The sleepless nights, difficulty concentrating and physical side effects like headaches – these things may all be concerns of the past once you are diagnosed with and start your therapy for sleep apnea. However, just because you are prescribed a solution doesn’t mean it won’t take a little getting used to.
Just like any other physical adjustment – like having braces, wearing glasses, etc. – using products designed to manage this disease can take some time to become comfortable with.
If you are still dealing with an adjustment period, here are three steps that may help you.
1) Assess personal habits and changes
For some, there could be a change in the effectiveness of therapy when other lifestyle factors are inconsistent. For instance, if you are consuming more alcoholic beverages, notice a fluctuation in your weight, or have recently started or stopped taking medications, these things may have an impact.
Discuss any of the above modifications with your physician.
2) Discuss your difficulties
Sometimes we might feel self-conscious and not want to wear a sleep mask in front of others because it seems silly. However, just as if you took medicine or used other kinds of medical assistance, there is nothing strange about treating a health condition of this sort.
If you’re feeling uncomfortable about the look of the device, consider discussing these feelings with a personal sleep apnea coach or your loved ones, if you feel you can do so.

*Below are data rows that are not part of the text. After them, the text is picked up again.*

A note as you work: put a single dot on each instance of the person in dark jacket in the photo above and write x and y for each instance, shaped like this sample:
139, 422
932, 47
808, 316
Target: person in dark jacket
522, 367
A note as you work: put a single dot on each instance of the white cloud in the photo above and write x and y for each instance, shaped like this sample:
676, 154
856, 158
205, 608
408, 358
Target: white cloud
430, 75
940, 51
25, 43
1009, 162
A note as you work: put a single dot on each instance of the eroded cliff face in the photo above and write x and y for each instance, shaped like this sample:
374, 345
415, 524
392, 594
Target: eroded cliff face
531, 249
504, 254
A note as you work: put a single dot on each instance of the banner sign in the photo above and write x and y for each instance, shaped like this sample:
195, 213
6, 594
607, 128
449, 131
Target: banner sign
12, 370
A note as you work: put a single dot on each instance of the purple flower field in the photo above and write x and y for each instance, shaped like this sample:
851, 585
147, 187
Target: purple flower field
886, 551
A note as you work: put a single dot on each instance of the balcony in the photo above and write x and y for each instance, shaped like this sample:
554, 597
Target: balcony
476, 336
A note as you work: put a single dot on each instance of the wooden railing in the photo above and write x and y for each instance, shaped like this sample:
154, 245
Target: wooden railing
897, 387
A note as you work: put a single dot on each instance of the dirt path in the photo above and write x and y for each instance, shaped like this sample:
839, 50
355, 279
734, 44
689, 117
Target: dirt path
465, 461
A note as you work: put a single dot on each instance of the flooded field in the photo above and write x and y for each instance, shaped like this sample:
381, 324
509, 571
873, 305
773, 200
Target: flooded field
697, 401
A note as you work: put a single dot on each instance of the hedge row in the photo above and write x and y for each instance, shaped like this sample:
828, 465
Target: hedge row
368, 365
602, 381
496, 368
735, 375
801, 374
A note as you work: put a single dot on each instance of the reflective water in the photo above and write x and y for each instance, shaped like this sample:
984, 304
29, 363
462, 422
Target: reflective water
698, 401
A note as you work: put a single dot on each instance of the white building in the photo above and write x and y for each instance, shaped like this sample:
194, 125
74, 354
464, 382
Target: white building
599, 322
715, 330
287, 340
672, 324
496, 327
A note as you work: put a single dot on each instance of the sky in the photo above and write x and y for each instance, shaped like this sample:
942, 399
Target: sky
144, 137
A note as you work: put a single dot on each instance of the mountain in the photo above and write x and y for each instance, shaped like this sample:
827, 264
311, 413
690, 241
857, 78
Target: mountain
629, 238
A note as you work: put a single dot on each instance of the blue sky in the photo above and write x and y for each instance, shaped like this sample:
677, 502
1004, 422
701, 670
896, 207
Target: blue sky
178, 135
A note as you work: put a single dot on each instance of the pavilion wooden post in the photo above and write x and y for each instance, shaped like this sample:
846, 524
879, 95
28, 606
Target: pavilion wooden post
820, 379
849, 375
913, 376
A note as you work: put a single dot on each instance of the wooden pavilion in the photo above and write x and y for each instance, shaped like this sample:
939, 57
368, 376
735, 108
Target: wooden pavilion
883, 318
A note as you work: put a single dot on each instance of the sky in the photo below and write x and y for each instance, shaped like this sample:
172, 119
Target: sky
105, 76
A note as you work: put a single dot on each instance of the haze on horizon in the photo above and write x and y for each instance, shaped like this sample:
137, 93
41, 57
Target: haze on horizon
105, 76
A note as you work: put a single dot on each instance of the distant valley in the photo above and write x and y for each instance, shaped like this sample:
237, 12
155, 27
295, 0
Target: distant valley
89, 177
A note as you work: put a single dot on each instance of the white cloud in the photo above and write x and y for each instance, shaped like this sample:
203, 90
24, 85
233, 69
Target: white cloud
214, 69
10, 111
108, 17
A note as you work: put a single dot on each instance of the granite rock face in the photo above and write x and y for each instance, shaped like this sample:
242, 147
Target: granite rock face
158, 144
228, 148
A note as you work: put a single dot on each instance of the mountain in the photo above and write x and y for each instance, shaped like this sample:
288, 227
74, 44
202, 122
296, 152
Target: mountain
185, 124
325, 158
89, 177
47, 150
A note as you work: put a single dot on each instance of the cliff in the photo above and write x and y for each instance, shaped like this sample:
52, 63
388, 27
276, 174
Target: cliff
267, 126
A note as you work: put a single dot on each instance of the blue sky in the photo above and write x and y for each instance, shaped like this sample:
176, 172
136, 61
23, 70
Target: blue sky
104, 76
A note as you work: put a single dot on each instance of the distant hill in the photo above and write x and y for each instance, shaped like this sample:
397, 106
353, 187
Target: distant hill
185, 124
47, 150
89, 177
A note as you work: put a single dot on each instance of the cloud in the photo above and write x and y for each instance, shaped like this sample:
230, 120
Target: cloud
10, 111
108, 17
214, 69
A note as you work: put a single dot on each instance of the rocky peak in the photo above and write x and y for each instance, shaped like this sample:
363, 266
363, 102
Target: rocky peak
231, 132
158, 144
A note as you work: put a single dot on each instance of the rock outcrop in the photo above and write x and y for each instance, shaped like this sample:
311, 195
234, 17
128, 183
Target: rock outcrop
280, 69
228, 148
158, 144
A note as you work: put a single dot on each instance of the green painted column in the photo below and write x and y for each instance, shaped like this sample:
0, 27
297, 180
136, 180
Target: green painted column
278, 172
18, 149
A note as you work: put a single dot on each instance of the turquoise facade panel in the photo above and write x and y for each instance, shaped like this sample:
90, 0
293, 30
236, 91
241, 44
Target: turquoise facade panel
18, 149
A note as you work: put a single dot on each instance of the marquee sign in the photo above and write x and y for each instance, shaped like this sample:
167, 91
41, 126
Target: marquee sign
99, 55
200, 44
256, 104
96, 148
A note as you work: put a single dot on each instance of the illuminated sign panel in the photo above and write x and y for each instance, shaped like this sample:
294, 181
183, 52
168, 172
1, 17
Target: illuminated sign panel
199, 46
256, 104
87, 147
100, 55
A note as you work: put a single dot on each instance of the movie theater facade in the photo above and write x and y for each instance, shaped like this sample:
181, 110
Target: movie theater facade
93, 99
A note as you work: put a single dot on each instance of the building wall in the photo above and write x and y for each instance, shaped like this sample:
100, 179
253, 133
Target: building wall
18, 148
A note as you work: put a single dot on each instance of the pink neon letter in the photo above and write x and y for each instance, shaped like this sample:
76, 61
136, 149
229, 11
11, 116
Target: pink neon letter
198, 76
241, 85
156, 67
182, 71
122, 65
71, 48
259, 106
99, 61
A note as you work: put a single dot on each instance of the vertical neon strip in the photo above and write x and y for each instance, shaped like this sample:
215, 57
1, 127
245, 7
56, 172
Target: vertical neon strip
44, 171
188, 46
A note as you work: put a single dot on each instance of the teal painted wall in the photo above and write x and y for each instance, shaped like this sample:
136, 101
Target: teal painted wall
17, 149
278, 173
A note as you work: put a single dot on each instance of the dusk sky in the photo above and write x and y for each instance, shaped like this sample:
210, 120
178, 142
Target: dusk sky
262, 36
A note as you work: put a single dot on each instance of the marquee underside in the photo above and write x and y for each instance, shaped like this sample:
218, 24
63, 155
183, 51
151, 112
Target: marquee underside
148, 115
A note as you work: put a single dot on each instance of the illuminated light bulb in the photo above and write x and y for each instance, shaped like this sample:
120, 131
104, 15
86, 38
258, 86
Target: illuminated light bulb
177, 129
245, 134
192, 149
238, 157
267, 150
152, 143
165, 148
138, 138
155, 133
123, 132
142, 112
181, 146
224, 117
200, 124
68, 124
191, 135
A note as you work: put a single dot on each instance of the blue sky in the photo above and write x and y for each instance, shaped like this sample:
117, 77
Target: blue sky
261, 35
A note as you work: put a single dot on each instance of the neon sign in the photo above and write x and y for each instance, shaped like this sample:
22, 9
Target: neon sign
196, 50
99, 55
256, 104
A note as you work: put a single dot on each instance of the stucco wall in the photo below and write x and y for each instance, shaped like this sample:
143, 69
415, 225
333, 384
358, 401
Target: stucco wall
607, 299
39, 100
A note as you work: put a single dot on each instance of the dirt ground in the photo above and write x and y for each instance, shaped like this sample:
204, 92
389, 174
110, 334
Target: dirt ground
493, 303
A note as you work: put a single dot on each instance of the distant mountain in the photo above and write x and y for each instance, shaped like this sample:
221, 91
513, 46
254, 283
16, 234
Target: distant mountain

3) Give the therapy a test run during the day
Often, the issue isn’t being socially uncomfortable with using a breathing aid for slumber; it is more the physical feel of it. If this is so, you should slowly introduce the item into your habits to make it a normal part of your routine.
For instance, try wearing the mask first in the daytime, when there is no pressure. First, hold the mask up to your face so you can get used to the feel of the air blowing out. Then, simply breathe with it on to become accustomed to the sensation. Keep this up until it feels like second nature.
You can do this often, and it can be smart to do so while reading or watching TV so you’re not even thinking about it.